Banana Pancake Trail: Unterwegs auf dem vollsten Trampelpfad der Welt (German Edition)
Dafür sind mehr Brasilianer unterwegs. Japaner sieht man wie Israelis fast überall, nur sind sie entweder so schüchtern oder sprechen so schlecht Englisch, dass sie unter sich oder allein bleiben. Polen, Ungarn oder Balten nehmen zu. Die Schweiz, England, die Niederlande und Skandinavien wären auf dieser Karte solide Mittelmächte von der Größe Brasiliens, mit einigem Abstand gefolgt von Frankreich und Italien. Praktisch nicht vorhanden wären ganz Afrika (mit Ausnahme Südafrikas), Indien, China – und die USA.

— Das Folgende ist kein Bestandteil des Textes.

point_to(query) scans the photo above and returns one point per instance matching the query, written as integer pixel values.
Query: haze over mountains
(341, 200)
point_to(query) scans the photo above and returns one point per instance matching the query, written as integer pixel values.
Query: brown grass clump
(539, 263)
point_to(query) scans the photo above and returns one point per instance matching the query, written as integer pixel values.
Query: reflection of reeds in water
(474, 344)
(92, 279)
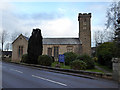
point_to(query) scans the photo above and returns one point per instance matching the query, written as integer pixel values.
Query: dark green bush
(45, 60)
(78, 65)
(88, 60)
(24, 58)
(105, 52)
(69, 57)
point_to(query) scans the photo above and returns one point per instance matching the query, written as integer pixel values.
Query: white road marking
(16, 70)
(49, 80)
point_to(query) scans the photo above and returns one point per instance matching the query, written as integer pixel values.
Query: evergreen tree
(34, 46)
(117, 38)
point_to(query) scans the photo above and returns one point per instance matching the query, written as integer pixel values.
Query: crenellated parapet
(82, 15)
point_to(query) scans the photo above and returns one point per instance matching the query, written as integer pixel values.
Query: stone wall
(116, 69)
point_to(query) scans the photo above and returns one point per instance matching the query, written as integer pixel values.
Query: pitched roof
(59, 41)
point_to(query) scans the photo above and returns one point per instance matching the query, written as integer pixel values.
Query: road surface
(19, 76)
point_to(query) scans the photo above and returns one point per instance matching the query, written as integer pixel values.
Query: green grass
(61, 65)
(94, 70)
(104, 67)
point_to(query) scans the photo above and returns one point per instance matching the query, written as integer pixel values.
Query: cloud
(40, 16)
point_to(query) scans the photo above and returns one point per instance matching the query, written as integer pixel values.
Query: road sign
(61, 58)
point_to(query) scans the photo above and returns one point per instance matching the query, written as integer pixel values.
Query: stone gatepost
(116, 69)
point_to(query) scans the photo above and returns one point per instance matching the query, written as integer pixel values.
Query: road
(19, 76)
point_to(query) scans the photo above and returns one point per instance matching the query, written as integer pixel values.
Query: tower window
(84, 28)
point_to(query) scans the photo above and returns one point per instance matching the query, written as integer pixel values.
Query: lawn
(104, 67)
(61, 65)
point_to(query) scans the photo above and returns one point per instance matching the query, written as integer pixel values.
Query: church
(55, 46)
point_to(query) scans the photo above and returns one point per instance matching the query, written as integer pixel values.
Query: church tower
(85, 32)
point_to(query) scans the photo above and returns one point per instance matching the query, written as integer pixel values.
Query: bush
(69, 57)
(45, 60)
(24, 58)
(78, 65)
(105, 52)
(88, 60)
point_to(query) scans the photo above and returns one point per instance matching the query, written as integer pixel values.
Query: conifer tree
(34, 46)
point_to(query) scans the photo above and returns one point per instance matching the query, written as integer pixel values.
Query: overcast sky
(55, 19)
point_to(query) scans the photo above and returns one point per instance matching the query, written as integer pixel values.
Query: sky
(55, 19)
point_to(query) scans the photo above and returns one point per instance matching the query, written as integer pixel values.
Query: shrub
(78, 65)
(95, 59)
(88, 60)
(45, 60)
(35, 46)
(69, 57)
(105, 52)
(24, 58)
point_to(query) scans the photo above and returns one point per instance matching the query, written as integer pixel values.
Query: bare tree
(112, 16)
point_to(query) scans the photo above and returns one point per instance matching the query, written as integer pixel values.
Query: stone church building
(56, 46)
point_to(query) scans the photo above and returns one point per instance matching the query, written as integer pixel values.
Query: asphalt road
(19, 76)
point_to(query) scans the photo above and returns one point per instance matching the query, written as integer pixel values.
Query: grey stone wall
(116, 69)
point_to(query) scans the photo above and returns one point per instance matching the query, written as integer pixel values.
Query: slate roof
(59, 41)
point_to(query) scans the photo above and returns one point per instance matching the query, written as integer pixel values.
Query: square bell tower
(85, 32)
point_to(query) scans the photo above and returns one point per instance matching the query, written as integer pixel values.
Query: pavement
(20, 76)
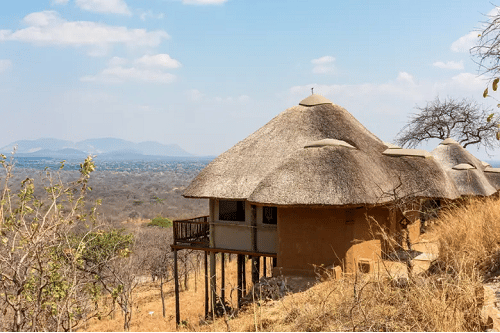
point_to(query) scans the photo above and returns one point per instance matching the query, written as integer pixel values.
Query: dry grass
(448, 298)
(469, 237)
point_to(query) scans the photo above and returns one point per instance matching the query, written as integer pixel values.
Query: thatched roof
(465, 169)
(493, 176)
(317, 155)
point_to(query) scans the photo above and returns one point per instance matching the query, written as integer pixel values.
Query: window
(349, 216)
(269, 215)
(231, 210)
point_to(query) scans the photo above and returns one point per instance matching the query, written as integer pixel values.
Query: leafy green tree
(45, 281)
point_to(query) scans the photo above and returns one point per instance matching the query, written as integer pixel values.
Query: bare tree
(487, 51)
(463, 120)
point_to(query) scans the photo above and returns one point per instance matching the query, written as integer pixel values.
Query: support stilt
(264, 269)
(223, 278)
(176, 287)
(206, 285)
(244, 276)
(255, 270)
(213, 282)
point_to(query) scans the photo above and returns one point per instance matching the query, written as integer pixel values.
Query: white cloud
(384, 107)
(104, 6)
(449, 64)
(144, 15)
(470, 81)
(48, 28)
(203, 2)
(404, 77)
(390, 96)
(150, 69)
(494, 12)
(117, 61)
(323, 65)
(195, 95)
(465, 43)
(121, 74)
(5, 64)
(158, 60)
(59, 2)
(323, 60)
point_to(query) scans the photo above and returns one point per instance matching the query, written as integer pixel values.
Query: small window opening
(270, 215)
(364, 266)
(231, 210)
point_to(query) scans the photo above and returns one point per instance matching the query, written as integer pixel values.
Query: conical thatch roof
(317, 155)
(465, 169)
(493, 176)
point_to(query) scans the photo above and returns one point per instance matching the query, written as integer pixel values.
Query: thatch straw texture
(472, 182)
(271, 166)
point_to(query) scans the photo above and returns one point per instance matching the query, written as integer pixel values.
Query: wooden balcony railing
(192, 231)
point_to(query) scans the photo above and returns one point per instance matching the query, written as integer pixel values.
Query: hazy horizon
(205, 74)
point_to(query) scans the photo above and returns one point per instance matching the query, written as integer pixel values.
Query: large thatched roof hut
(303, 185)
(467, 172)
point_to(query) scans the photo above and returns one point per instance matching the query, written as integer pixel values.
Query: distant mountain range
(105, 148)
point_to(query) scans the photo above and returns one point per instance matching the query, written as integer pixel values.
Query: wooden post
(244, 275)
(213, 282)
(206, 285)
(176, 288)
(223, 277)
(264, 269)
(239, 259)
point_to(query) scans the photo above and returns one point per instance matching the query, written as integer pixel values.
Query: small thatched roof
(317, 155)
(493, 176)
(465, 169)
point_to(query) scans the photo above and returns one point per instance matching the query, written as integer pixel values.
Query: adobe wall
(326, 236)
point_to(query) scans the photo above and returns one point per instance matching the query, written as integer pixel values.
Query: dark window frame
(231, 210)
(272, 215)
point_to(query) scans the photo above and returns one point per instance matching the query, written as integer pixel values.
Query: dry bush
(448, 297)
(435, 303)
(469, 237)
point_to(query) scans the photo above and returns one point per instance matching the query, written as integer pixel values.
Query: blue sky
(207, 73)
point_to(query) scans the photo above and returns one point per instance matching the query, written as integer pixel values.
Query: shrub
(160, 221)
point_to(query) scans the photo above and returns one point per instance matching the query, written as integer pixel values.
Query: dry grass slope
(447, 298)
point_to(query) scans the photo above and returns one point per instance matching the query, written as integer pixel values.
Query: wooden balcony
(194, 231)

In den meisten Fällen baut Reisen Vorurteile ab. Engländer finden Deutsche gar nicht mehr so humorlos, wie sie immer dachten. Deutsche merken, dass nicht alle Nichtdeutschen sie automatisch für Nazi-Enkel halten. Deutsche und Israelis verstehen sich oft gut, weil die Deutschen ihren Täterkomplex abbauen und Israelis im Enkel des Mörders ihres Großvaters einen Menschen entdecken können. Beide fühlen sich daraufhin ein bisschen moralischer als zuvor. Italiener finden endlich das angemessene Forum, um zu sagen, dass nicht alle Italiener Berlusconi gut finden. Griechen sind nicht alle hochverschuldet, und viele Franzosen sind der Meinung, der Herstellung von Gänsestopfleber sollte verboten werden. Am Ende einer Reise hat jeder Teilnehmer mit Griechen, Polen und Engländern mindestens einmal auf Europa getrunken und Facebook-Freunde am anderen Ende der Welt.

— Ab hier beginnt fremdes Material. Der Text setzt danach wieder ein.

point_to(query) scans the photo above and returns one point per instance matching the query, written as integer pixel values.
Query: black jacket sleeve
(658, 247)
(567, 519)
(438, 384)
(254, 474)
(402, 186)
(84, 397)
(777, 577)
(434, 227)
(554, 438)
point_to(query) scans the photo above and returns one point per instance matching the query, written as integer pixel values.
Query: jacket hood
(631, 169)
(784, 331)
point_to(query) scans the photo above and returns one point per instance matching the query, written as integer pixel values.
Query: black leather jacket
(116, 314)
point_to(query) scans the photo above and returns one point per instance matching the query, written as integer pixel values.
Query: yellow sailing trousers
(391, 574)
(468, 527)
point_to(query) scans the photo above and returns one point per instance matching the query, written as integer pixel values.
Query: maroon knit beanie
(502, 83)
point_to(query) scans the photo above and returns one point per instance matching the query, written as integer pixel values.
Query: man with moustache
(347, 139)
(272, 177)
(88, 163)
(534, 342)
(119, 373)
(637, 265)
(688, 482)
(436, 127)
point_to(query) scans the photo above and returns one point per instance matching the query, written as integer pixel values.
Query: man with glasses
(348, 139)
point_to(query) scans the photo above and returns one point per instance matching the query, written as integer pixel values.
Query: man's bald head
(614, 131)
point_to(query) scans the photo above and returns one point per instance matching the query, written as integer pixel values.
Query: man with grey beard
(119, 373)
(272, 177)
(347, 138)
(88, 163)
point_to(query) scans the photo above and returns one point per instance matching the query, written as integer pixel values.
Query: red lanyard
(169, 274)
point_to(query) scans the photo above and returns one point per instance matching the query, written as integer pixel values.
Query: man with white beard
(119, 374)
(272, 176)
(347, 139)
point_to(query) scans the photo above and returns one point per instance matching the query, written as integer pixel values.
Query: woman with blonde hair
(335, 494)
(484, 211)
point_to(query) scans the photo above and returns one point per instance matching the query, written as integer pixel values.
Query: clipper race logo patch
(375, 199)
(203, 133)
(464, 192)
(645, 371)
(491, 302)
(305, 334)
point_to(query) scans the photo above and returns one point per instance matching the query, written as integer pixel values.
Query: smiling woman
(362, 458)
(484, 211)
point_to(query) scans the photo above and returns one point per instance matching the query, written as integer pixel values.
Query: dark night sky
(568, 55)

Nur der latente Antiamerikanismus bei Backpackern, unter denen vor allem die deutschen Kinder des linken Bürgertums sind, erhält auf Reisen neue Nahrung. Die meisten Backpacker sind sich darin einig: Amerikaner fressen Hamburger, wissen nicht, wo Europa liegt, und machen Krieg. Sie sind für die Finanzkrise verantwortlich und den Coca-Cola-Kulturimperialismus. Außerdem klingt ihr Englisch komisch, und Michael Moore ist der letzte gute Mensch der USA.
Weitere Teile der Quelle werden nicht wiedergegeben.